Excerto da Quinzena
Do bolso do colete retirou o relógio de ouro e confirmou as horas. Não queria correr o risco de se desencontrar com Eça de Queiroz: era por ele que ali se achava. Havia poucos dias, depois de regressar de uma temporada em Londres onde tivera a honra e o privilégio de ter assistido ao funeral do insigne escritor Charles Dickens, estava a comer uma torrada no Café Martinho, em Lisboa, e ali esbarrara com dois camaradas, Antero de Quental e Ramalho Ortigão, da boca de quem ficou a saber que o amigo escritor, por causa do seu administrativo exílio e eremítica vivência na cidade de Leiria, se encontrava deveras agastado: sentia-se só, enfastiado, sem um livro, uma conversa, sequer aquele mundano e frívolo burburinho dos cafés e restaurantes que tanto estimava.

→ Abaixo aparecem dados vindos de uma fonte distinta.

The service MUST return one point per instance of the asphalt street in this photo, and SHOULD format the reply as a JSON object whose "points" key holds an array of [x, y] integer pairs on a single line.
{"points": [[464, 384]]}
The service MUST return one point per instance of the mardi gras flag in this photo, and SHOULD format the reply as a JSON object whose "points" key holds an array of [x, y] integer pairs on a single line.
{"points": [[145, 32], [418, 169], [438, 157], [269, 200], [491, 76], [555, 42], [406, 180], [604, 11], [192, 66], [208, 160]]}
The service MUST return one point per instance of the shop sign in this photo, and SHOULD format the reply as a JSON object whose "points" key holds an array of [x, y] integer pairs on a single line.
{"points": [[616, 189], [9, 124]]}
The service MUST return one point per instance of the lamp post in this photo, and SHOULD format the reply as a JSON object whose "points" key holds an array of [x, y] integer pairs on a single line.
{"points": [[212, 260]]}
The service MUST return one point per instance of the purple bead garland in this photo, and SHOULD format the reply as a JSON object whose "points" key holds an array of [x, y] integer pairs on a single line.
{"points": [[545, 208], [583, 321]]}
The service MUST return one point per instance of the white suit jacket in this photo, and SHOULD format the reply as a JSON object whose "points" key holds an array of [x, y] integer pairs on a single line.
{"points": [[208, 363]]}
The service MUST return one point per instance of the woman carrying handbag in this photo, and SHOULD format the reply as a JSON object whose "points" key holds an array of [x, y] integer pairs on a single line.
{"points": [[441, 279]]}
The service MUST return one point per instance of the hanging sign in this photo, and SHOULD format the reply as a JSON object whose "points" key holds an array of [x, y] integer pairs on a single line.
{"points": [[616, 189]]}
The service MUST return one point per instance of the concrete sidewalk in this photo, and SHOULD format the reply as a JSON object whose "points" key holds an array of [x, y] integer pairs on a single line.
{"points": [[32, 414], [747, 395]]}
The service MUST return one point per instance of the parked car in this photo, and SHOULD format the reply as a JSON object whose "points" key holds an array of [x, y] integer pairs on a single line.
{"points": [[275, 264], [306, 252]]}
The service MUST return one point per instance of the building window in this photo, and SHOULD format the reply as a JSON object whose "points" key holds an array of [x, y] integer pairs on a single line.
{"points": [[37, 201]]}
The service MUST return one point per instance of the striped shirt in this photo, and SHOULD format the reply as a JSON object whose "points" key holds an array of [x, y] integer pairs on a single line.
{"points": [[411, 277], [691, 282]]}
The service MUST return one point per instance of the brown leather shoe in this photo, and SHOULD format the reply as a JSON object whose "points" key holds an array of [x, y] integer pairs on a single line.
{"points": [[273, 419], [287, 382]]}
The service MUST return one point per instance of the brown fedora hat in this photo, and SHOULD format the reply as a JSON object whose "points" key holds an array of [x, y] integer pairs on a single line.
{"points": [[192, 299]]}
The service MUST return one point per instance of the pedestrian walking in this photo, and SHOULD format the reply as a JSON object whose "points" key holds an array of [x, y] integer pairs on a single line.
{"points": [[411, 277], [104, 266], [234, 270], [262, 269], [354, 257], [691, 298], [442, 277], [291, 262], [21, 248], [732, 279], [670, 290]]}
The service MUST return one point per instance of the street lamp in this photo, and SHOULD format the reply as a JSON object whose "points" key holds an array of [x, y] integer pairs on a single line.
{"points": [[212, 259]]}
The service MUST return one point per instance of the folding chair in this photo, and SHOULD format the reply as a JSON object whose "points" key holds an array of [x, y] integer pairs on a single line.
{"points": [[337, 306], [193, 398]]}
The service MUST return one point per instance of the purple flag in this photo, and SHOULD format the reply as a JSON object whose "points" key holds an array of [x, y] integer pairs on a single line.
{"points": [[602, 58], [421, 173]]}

Num impulso, o touriste decidira-se a partir de imediato, aproveitando que a sua quinta de Saragoça, em Sintra, andava assoberbada por obras morosas; pretendia assim fazer-lhe uma bela e salvífica supresa, pela qual o comparsa não estaria à espera.
Paulo Moreiras, Leiria (edição bilingue)
P. S. Para a semana vou estar de férias, regresso ao blog no dia 30.